For my intervention, I left a flock of origami cranes in a bush outside of East Village. Each of the cranes had a page’s worth of text from some well known piece of writing (Othelllo, A Tale of Two Cities, The Hobbit, The Hitchhiker’s Guide to the Galaxy, Pride and Prejudice, and My Immortal) printed on it.
In practice, the intervention sort of went how I wanted it to. At the end of about two and a half hours, I had quite a few cranes left. However, people did interact with the piece, sometimes in unexpected ways. Specifically, one person took one out of curiosity and left with it, two people took pictures of each other in front of them but didn’t take any, and one couple took them and unfolded them in front of the bush and read them aloud to each other (pictured below).
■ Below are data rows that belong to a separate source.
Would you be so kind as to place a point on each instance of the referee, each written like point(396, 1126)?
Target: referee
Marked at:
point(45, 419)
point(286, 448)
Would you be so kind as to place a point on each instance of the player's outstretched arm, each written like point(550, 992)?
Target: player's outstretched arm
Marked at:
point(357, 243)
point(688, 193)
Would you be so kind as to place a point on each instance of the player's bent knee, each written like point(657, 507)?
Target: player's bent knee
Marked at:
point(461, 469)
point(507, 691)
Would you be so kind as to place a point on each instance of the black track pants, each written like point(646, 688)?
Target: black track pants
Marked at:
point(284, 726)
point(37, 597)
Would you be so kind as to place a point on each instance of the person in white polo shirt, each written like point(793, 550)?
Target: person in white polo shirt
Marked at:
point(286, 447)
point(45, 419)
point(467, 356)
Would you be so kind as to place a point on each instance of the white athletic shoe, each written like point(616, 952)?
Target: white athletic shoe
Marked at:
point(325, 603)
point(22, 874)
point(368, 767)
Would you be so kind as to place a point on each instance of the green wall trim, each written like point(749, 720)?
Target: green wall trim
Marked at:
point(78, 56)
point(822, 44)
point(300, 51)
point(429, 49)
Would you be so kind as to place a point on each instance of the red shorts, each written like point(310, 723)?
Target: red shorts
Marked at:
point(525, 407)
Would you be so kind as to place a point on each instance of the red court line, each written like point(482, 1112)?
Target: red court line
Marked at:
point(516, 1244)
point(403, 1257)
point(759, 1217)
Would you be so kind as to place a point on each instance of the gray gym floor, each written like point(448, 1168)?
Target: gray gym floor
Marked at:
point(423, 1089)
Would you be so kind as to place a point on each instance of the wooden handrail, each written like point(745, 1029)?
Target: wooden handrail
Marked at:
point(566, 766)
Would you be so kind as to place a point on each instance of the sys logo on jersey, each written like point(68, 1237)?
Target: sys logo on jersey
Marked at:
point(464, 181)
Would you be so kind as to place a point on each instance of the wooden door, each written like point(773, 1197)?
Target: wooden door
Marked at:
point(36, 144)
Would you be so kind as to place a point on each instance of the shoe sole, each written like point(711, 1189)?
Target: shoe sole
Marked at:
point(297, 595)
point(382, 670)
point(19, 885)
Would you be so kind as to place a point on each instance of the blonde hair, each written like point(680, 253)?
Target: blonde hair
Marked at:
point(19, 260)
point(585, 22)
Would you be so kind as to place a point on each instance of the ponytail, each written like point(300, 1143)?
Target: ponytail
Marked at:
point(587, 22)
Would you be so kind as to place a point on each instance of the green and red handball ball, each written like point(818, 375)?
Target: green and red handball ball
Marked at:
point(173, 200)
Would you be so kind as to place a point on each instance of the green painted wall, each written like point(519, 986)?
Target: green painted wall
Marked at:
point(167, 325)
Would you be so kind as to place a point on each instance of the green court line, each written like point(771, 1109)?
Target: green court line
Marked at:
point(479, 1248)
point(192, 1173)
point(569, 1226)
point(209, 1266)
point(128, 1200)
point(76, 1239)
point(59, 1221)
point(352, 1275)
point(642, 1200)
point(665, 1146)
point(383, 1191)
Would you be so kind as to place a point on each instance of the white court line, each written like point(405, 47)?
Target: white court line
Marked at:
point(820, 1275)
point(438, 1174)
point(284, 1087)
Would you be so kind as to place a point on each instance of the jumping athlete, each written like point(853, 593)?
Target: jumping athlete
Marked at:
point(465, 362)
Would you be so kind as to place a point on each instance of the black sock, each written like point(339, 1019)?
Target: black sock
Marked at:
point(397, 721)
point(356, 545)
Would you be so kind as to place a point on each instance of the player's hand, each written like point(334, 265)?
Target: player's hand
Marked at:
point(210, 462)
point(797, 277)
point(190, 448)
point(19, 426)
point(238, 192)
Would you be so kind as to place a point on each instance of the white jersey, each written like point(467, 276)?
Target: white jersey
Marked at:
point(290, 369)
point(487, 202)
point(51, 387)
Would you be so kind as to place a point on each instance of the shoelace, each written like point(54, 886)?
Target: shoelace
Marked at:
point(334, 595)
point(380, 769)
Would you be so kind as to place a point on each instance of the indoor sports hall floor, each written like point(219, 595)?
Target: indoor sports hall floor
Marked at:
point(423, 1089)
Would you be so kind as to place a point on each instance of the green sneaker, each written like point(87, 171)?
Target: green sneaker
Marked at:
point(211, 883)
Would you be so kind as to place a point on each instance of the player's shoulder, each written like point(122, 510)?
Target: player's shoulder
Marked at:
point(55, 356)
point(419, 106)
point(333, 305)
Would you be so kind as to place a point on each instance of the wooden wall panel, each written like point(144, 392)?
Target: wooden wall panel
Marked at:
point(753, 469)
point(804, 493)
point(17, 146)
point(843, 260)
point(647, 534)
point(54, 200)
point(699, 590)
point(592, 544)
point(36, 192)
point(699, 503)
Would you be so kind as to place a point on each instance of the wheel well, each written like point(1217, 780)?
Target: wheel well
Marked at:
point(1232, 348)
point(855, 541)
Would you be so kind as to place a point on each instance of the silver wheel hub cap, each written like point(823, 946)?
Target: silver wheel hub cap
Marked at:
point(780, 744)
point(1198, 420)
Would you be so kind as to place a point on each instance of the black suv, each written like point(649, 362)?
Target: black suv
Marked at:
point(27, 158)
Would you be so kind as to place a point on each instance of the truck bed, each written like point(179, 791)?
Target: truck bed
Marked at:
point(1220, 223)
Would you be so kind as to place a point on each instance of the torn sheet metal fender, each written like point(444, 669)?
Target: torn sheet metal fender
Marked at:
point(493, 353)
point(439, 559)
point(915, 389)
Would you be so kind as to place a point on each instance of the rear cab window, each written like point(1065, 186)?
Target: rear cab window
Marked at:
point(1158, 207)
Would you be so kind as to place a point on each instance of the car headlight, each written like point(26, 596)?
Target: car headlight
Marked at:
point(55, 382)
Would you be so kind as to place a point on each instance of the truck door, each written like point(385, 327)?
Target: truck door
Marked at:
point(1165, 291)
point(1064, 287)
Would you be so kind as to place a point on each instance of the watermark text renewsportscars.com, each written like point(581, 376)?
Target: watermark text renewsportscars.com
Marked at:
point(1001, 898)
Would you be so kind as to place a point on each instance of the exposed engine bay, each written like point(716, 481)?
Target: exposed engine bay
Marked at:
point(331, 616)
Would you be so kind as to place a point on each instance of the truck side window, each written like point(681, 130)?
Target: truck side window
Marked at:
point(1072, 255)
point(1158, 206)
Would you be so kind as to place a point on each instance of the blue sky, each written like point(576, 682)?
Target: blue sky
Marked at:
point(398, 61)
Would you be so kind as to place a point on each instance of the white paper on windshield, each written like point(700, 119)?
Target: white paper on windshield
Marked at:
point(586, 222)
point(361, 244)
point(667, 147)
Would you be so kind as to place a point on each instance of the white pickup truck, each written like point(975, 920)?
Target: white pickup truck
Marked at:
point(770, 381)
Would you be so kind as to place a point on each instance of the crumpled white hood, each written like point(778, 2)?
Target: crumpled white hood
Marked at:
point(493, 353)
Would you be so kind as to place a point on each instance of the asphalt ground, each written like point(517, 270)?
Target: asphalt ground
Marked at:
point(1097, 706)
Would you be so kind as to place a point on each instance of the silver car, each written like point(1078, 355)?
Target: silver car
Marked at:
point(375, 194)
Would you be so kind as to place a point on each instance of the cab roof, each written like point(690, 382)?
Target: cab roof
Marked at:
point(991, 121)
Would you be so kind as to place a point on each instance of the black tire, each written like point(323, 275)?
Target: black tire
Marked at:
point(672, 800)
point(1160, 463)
If I were to do another iteration of this intervention, I would like to do something to make it more obvious that the cranes are meant to be taken. One way that I would do that would be to use different colors of paper so that they look more temporary. I think part of the reason that many people looked at the cranes but didn’t take them was because they looked like actual garden decorations. I would also like to do this in a different location at a different time. I chose where and when I did because it was after most classes got out and people were less likely to be in a huge rush. However, I still think people were too caught up in their own worlds for the intervention to work fully.
My primary inspiration for this intervention was the pieces in the Dada and Fluxus movements that encouraged people to take pieces of the artwork, such as Felix Gonzalez-Torres’ Portrait of Ross. I wanted to people to experience the work and have something physical that they could take away from it. Hopefully, that would be something that would brighten their day (which was why I was sure to include Hitchhiker’s Guide and My Immortal).
I also wanted to play with appropriation, which was why I chose to use published works instead of generating my own text, I have generally found that finding a reference to something that you are already familiar with is more exciting than finding a random piece of text.